B Human genome research

Council for Science and Technology (CST)’s bioethics committee released "A basic principle on human genome research" in June, 2000. Furthermore, "An Ethical Guidelines for Human Genome Research" is released jointly by Ministry of Education, Culture, Sports, Science and Technology, Ministry of Health, Labour and Welfare and Ministry of Economy, Trade and Industry, and it is enforced since April, 2001.

◇ Life science develops everyday, and Government and public administration must address new issues. It may be enter in era that we should think about a common principle how should we address life science make progress.
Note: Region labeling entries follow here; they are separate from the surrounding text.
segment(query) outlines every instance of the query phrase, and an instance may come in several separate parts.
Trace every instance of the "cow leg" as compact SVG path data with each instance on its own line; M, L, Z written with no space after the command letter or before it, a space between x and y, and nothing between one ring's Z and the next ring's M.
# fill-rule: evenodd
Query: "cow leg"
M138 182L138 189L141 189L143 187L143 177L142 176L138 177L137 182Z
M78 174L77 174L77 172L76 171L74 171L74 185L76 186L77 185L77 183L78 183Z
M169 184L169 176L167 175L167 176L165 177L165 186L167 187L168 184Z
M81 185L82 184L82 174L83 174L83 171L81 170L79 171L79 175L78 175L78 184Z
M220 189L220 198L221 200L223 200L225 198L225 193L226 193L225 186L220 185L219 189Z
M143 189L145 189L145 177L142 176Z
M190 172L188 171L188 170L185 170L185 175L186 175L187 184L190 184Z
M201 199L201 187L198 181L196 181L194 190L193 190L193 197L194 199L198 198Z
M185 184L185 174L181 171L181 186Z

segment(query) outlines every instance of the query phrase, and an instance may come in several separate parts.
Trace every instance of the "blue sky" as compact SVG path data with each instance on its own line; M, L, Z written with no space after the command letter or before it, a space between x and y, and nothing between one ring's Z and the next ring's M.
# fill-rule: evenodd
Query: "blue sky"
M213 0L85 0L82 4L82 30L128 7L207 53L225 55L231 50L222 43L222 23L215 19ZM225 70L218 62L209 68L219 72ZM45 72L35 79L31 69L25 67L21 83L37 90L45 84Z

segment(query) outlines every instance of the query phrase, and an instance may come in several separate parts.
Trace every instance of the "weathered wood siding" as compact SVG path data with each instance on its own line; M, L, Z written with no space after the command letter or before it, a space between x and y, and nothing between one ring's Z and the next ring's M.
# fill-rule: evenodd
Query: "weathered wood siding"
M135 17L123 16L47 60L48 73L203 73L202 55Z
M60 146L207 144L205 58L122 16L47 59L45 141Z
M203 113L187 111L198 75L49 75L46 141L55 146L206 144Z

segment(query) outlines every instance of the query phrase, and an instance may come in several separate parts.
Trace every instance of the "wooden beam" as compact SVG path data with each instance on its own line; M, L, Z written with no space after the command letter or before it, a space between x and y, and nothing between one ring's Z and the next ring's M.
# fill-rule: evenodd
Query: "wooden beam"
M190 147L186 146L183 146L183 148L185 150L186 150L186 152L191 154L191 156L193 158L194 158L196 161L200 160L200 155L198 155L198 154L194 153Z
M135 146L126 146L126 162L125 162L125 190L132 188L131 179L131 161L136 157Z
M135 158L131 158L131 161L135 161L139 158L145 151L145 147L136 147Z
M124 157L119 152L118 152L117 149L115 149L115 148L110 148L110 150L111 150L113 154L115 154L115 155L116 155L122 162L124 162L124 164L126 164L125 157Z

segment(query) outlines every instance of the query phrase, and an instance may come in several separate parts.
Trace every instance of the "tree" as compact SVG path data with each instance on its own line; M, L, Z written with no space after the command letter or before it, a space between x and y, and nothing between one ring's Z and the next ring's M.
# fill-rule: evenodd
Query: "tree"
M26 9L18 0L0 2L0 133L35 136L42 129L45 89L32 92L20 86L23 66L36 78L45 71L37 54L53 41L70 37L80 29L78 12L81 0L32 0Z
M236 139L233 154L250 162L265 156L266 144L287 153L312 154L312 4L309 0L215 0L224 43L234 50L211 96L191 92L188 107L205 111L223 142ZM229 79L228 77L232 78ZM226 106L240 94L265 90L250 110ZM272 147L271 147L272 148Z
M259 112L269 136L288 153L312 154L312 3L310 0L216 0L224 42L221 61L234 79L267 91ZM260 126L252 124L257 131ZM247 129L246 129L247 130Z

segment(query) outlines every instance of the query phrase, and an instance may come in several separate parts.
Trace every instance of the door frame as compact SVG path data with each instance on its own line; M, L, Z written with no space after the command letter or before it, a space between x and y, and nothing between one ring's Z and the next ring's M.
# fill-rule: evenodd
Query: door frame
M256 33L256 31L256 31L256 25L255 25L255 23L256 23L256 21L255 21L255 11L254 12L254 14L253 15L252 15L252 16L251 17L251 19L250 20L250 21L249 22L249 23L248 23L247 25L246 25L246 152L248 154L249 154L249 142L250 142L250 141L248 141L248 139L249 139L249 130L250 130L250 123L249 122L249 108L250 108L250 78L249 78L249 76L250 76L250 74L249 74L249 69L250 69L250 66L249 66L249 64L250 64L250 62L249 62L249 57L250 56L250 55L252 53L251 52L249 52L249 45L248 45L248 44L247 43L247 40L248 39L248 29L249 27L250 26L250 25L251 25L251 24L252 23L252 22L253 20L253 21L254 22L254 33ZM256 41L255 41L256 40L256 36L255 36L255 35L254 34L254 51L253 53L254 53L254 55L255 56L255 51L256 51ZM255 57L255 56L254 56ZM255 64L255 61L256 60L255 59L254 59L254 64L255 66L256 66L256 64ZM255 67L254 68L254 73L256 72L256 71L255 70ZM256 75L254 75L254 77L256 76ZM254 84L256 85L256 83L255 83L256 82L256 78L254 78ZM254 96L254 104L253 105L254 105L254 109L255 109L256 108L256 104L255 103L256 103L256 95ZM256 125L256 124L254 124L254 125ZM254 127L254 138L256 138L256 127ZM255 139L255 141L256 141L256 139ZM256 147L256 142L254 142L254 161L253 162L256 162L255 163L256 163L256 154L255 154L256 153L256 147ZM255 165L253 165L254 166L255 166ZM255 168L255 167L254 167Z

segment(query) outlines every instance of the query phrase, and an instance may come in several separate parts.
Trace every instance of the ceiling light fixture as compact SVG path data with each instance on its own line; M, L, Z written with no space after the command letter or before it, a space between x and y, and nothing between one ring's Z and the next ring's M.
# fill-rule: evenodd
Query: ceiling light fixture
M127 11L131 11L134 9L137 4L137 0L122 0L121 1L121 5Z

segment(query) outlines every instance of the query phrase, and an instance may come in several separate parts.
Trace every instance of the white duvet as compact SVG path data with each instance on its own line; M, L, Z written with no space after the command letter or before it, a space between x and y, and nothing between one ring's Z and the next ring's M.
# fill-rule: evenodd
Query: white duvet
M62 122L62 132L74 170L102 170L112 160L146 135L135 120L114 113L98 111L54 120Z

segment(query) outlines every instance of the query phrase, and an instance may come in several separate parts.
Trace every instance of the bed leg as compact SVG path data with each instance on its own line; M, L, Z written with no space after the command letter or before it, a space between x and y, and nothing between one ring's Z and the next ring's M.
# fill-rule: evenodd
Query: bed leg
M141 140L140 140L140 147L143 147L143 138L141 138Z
Ethical Issues behind Stem Cell Therapy

                                  Prof. Shin’ichi Nishikawa,

                                        Univ. of Kyoto

Discussion on bioethical issues is a boom today.
In this background, medical biology based on molecular biology invents a lot knowledge of the precision beyond comparison, and the recent progress has been available for various technology based on it.

On the other hand, because the technology based on life science, it is a fact that some of people are concerned about in operating life, and their opinion is accepted by most of people.

Of course it is a fact that there is the same problem in every technology. It is too numerous to comprehensively list here, such as atomic energy, an environmental problem, the use of plastic and etc. It has been argued about this issue whether "neutrality theorem of science" was possible until now.

However, as for the medical biology, we cannot conclude a simple neutral theorem at the point that is discovery itself of ourselves (a human being).

In particular, reproduction medicine may be a menace for culture at a point to challenge partially our recognition that is the most important undercurrent of our culture, "vain life". Francis Fukuyama regard this issue as an opposition between culture and a fact of biology and conclude that we should solve it on the basis of superiority of culture.

At this roundtable, after having easily explained two concrete examples, molecular biology and reproduction medicine, I would like to remark that relation between medicine biology and society is different from traditional relation between science and society, as an important background of bioethical issues.

By the way, Fukuyama gives this problem a clear answer as roots of human dignity in superiority of culture, but Can his idea make our social decision ? Actually, in modern society that mixed various opinions, how should there be social decision making?

This issue is going to become an important field as sociology of science now. I argue about this issue and describe the personal opinion that can be joint with other opinions as us of a situation promoting advanced medical care.